In humans that are XX/XO mosaics, the phenotype is highly variable, ranging from females who have classic Turner syndrome symptoms to females who are essentially normal. Likewise, XY/XO mosaics have phenotypes that range from Turner syndrome females to essentially normal males. How can the wide range of phenotypes be explained for these sex-chromosome mosaics?

Mosaicism refers to the presence of two or more genetically different cell lines within an individual, resulting from mutations or chromosomal abnormalities during early development. In the context of sex-chromosome mosaics, this means that some cells may have different combinations of sex chromosomes, leading to a variety of phenotypes. This variability can significantly affect physical traits and health outcomes.

Turner syndrome is a genetic condition that occurs in females who have only one X chromosome (45,X) or a partial X chromosome. It is characterized by features such as short stature, delayed puberty, and infertility. In mosaic cases, some cells may have the typical XX configuration, while others may have the XO configuration, leading to a spectrum of symptoms and phenotypes, from classic Turner syndrome to normal female characteristics.

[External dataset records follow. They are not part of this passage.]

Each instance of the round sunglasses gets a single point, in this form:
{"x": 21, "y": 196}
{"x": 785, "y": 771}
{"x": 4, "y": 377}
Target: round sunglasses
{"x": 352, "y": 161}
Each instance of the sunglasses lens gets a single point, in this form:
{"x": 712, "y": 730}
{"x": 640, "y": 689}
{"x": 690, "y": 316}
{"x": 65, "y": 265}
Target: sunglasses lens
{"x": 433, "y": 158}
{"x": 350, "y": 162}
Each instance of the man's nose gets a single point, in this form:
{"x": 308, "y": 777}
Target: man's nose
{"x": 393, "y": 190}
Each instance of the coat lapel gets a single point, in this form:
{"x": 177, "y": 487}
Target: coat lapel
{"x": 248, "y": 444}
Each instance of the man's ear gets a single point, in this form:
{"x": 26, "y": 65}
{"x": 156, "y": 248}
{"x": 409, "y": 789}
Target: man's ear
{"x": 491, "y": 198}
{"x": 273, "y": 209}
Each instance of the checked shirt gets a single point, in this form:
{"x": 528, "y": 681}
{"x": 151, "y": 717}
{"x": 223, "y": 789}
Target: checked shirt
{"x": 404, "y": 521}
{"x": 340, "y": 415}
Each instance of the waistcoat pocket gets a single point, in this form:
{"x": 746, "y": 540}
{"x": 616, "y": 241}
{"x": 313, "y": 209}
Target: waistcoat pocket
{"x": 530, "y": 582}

Phenotypic variability refers to the range of observable traits or characteristics that can arise from a single genotype due to environmental influences, genetic interactions, or developmental factors. In sex-chromosome mosaics, the differing combinations of sex chromosomes in various cell lines can lead to a wide array of phenotypes, as some cells may express traits associated with one sex while others may not, resulting in a complex interplay of characteristics.